Before Williams created the new alignment positions, there was no formal effort to align IT at HCA, and that led to some cultural problems. "It was felt that a lot of decisions were made by IT without proper input from those of us on the business side," Fitzgerald says.
Meanwhile, among IT managers, there was a sense that the businesses did not solicit their input. Says Williams, "The business side sometimes tried to determine how to use technology to solve a business problem without involving IT, and then would come back to us and say, 'This is what we need.' Often, this would include predetermined schedules, and sometimes we were in the awkward position of having to explain why it wouldn't work. Today, we are at the table understanding and defining business needs and solutions together."
When IT's Egger first joined up with Fitzgerald, however, it wasn't exactly love at first sight. The initial sentiment Egger sensed, he says, was, "This is business strategy. I don't necessarily need you here for that. After a while we'll give you a call and tell you what we've decided." IT was looked at as a separate entity, there simply to do the bidding of the business units. "It was pretty much 'dump it over the wall and see what happens,'" says Egger.
Even worse, many of the supply chain executives looked upon Egger as little more than an on-site help desk. Tough as that was to swallow for an executive with more than 15 years in healthcare IT at HCA and its predecessors, Egger went along in the interests of building the relationship. "We made a decision to support those kinds of requests because the onus was on us to develop a relationship," he says. "We had to prove the value we were bringing. It may not have been the value we initially set out to bring, but if you answer a couple of questions like 'Why is my computer locking up?' you find that the relationship sweetens a little."
It took a while to get his new colleagues to talk to him about strategy, Egger says, but they eventually saw that his knowledge of technology and his willingness to understand their business needs made him invaluable on the team. "Larry steered us in a better direction once we gave him our objectives and priorities," Fitzgerald says. "I work with him just as I would with my direct reports. He's involved in planning, implementation, identification and resolution of issues. I don't know how you get any better aligned than having that start-to-finish, day-to-day involvement."
Egger's move couldn't have come at a better time, considering HCA's recent restructuring. Responsibility for purchasing and stocking medical supplies was moved from individual hospitals to 11 centralized purchasing centers aligned with 11 regional divisions, each with a supply chain officer responsible for procurement and distribution. These officers report to Fitzgerald, who holds quarterly strategic meetings with them as a group. IT issues are on the agenda, and Egger attends. He also meets independently with each of the divisional supply chain officers at least once a year. "That allows me to take back to IT opportunities to improve the systems that support supply chain operations," he says.
For example, Egger and his business cohorts determined early on in the consolidation that the system each hospital was using to purchase and distribute supplies for its own stockroom was heavily dependent on paper pick lists and would no longer work at the 40,000 to 60,000 square-foot warehouses to be built under the new plan. The answer: an automated system using Dick Tracy-like radio frequency devices that warehouse workers wear on their wrists. The system knows the locations of each item in the warehouse, plots the most efficient route up and down the aisles and relays the route to the workers. As the workers scan bar codes on each item, inventory is adjusted in real time. Meanwhile, the hospitals are tied into the system through bar-code scanners at nursing stations. The system greatly reduces the risk that doctors and nurses won't have the supplies they need. When nursing floor stock hits critical levels, the system generates warnings to replenish. Real-time inventory at the warehouse ensures that the right product is delivered at the right time to the right location. The system was first instituted at a warehouse in Richmond, Va., and six more will be up and running by the end of the year.

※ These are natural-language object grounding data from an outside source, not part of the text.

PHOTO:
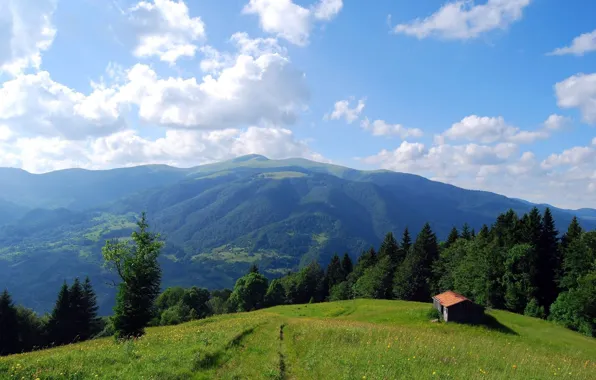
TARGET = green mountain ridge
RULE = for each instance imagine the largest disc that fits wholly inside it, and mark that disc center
(219, 218)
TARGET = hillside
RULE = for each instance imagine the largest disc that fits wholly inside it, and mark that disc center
(217, 219)
(358, 339)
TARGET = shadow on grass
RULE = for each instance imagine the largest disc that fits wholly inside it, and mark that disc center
(491, 323)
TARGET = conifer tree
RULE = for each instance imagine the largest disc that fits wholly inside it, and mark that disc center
(574, 231)
(76, 311)
(414, 278)
(346, 265)
(59, 324)
(335, 273)
(452, 238)
(89, 306)
(390, 248)
(136, 264)
(406, 242)
(253, 268)
(549, 263)
(465, 232)
(9, 326)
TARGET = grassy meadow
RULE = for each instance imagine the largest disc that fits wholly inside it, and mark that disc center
(360, 339)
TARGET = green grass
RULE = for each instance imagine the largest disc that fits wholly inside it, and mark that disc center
(359, 339)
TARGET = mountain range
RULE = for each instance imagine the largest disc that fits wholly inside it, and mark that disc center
(217, 219)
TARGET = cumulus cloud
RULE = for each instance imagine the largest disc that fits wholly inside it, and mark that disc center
(35, 105)
(488, 130)
(181, 148)
(578, 91)
(464, 19)
(289, 20)
(166, 30)
(27, 31)
(342, 109)
(580, 45)
(566, 177)
(382, 128)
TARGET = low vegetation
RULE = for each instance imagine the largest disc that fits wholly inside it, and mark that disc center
(355, 339)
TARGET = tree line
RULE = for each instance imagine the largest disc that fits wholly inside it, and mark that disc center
(521, 264)
(74, 318)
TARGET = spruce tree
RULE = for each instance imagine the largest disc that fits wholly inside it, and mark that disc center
(136, 264)
(89, 306)
(76, 310)
(452, 238)
(465, 232)
(346, 265)
(9, 325)
(549, 263)
(335, 273)
(414, 278)
(253, 268)
(390, 248)
(59, 324)
(406, 242)
(574, 231)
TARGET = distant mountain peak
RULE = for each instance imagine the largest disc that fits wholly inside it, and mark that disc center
(250, 157)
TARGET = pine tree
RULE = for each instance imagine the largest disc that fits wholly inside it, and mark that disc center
(414, 278)
(574, 231)
(406, 242)
(253, 268)
(59, 324)
(549, 263)
(452, 238)
(76, 310)
(335, 273)
(346, 265)
(390, 248)
(465, 232)
(89, 306)
(9, 325)
(136, 264)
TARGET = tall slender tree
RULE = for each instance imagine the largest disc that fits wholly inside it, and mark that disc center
(347, 265)
(60, 322)
(452, 238)
(9, 326)
(76, 311)
(136, 264)
(414, 278)
(549, 263)
(90, 308)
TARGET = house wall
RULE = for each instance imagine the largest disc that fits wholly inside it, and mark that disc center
(465, 311)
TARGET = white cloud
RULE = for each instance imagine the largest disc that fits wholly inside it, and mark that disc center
(556, 122)
(35, 105)
(291, 21)
(181, 148)
(465, 19)
(166, 30)
(327, 9)
(265, 89)
(27, 30)
(488, 130)
(579, 91)
(382, 128)
(564, 179)
(342, 109)
(580, 45)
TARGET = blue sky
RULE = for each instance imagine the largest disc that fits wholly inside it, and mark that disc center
(497, 95)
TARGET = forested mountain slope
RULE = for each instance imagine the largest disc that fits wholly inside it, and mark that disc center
(219, 218)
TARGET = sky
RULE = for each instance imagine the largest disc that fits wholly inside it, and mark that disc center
(496, 95)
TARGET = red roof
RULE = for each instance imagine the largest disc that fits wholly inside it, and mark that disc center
(450, 298)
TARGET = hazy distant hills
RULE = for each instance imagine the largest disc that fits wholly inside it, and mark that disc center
(219, 218)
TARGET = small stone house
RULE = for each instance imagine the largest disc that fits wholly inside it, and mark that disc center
(456, 308)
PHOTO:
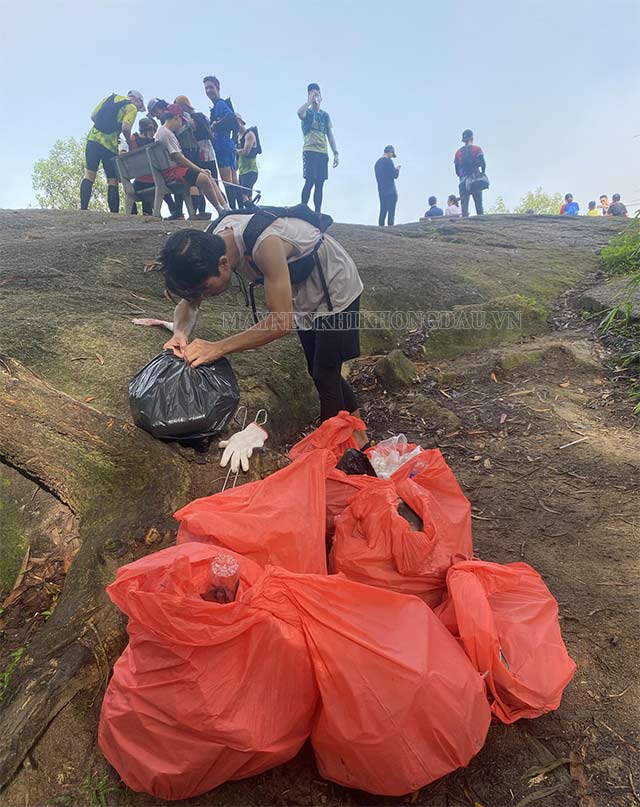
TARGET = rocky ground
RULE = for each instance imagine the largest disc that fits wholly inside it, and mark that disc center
(539, 433)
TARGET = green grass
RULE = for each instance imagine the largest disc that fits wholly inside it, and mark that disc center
(5, 676)
(622, 255)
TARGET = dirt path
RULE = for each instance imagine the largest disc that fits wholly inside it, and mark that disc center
(548, 452)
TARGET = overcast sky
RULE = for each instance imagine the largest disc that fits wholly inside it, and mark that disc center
(550, 89)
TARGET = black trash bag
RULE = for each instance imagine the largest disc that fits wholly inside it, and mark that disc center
(355, 463)
(173, 401)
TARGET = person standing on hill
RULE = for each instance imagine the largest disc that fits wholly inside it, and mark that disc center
(248, 149)
(470, 168)
(616, 208)
(569, 208)
(386, 175)
(317, 129)
(224, 126)
(115, 114)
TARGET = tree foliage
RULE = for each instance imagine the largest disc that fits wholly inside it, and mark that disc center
(500, 206)
(56, 178)
(536, 201)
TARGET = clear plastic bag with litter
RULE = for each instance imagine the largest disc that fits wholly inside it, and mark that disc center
(391, 454)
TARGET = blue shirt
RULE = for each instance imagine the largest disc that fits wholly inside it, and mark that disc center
(222, 134)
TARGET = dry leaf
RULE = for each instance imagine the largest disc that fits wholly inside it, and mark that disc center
(152, 537)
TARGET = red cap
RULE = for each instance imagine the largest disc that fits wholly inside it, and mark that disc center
(175, 109)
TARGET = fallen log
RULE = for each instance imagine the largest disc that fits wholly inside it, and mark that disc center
(121, 483)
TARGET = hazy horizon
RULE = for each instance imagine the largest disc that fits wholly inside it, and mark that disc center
(551, 94)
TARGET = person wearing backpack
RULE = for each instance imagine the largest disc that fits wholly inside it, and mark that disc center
(311, 284)
(317, 129)
(470, 167)
(115, 114)
(248, 149)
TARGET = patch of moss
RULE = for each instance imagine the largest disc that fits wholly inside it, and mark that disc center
(13, 542)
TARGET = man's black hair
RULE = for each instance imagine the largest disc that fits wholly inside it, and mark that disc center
(189, 258)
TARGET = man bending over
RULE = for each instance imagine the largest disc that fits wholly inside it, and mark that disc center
(323, 308)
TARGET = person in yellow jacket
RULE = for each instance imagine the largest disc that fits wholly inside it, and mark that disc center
(114, 115)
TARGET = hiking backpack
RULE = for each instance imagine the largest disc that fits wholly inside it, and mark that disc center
(299, 268)
(257, 149)
(106, 119)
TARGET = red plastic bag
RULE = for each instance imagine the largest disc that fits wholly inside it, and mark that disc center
(336, 434)
(279, 520)
(204, 692)
(401, 703)
(340, 490)
(374, 544)
(507, 622)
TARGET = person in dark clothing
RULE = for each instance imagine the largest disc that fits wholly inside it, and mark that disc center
(386, 175)
(147, 129)
(224, 127)
(195, 131)
(470, 164)
(434, 211)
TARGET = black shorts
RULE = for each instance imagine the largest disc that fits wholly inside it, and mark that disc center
(334, 338)
(95, 153)
(248, 180)
(210, 165)
(315, 166)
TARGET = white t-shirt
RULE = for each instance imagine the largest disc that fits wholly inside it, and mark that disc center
(168, 140)
(340, 271)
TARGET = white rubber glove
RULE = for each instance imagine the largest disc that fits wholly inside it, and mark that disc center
(240, 446)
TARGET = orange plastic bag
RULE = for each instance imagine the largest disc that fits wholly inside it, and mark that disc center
(374, 544)
(340, 490)
(401, 703)
(336, 434)
(507, 622)
(204, 692)
(278, 520)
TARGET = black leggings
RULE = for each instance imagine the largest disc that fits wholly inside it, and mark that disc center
(247, 181)
(334, 392)
(388, 203)
(317, 194)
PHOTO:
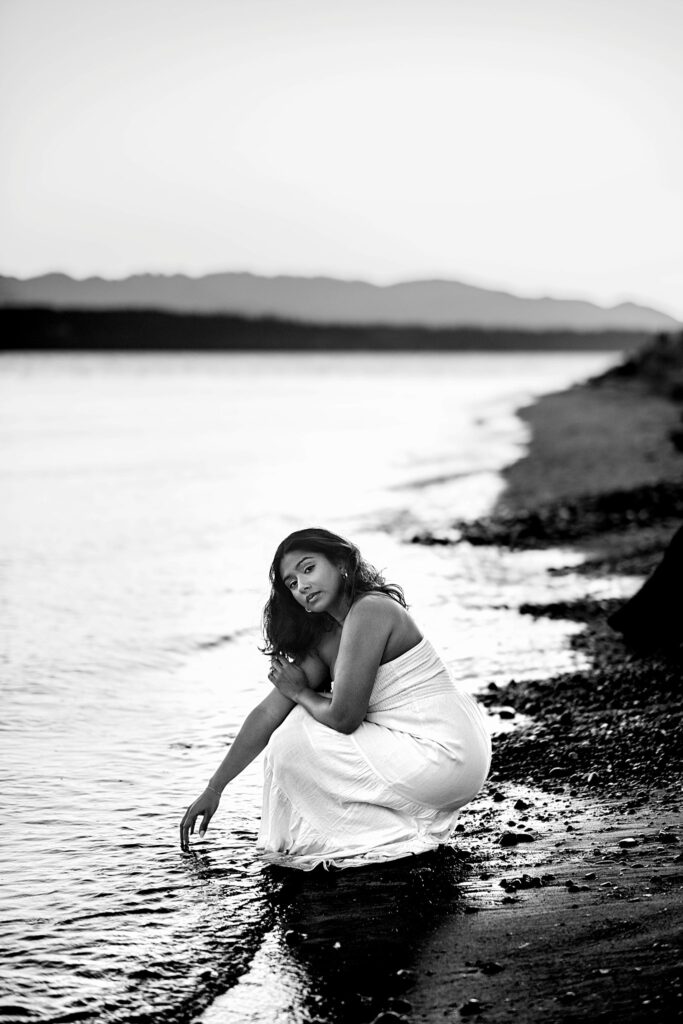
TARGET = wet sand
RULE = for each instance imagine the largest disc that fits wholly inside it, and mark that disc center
(561, 900)
(577, 875)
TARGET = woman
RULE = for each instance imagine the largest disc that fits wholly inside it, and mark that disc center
(377, 768)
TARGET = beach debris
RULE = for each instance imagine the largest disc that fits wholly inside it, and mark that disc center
(510, 838)
(573, 887)
(505, 712)
(523, 882)
(398, 1006)
(389, 1017)
(667, 837)
(489, 967)
(470, 1008)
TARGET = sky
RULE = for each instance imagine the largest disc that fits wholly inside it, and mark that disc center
(531, 145)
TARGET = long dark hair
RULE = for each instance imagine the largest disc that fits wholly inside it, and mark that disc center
(288, 629)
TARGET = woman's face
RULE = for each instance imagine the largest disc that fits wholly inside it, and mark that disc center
(313, 581)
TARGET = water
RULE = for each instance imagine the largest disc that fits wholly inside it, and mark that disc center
(142, 499)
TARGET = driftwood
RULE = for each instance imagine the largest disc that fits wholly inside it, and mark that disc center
(653, 616)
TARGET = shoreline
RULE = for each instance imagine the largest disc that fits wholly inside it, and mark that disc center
(559, 901)
(577, 836)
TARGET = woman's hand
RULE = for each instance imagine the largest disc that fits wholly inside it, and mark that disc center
(287, 677)
(205, 806)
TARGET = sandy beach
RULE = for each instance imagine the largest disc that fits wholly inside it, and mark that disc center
(562, 900)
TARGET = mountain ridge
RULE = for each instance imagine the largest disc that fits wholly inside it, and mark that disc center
(321, 299)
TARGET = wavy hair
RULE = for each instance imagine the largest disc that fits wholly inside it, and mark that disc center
(288, 629)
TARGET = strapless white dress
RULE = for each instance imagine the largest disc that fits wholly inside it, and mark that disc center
(391, 787)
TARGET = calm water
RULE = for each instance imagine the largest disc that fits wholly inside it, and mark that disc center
(142, 499)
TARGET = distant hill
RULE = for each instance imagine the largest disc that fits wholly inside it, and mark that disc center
(328, 301)
(43, 330)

Were it not for Egger being at Fitzgerald's management table, things would not be as far along as they are. "We had an earlier start on a system than we would have if that strategy had become known to IT later," Egger says. He recognized immediately the limits of the old system, and "we were able to deliver when the business required it."
Egger and his four alignment team counterparts also help business executives decide whether to buy or build new technology. Such was the case with the automated warehouse and scanning technologies; Egger set up the process to help Fitzgerald and his people evaluate companies selling those systems. A newer and better version of the accounts payable software for purchasing, on the other hand, is being developed in-house, with Egger's guidance.
In another example of this kind of cooperation, the supply chain group is collecting ideas from hospital workers and administrators on ways to cut supply costs. Egger and his IT team created a database to share these ideas across the company. "That's been very effective for us in reducing cost," Fitzgerald says. Savings have been more than $100 million in three years. For example, a suggestion to use unbleached paper towels led to savings of $40,000 to $50,000 annually. Egger and supply chain executives also worked together to develop a system that allows HCA to get volume discounts by aggregating the purchase of items that cannot be negotiated nationally.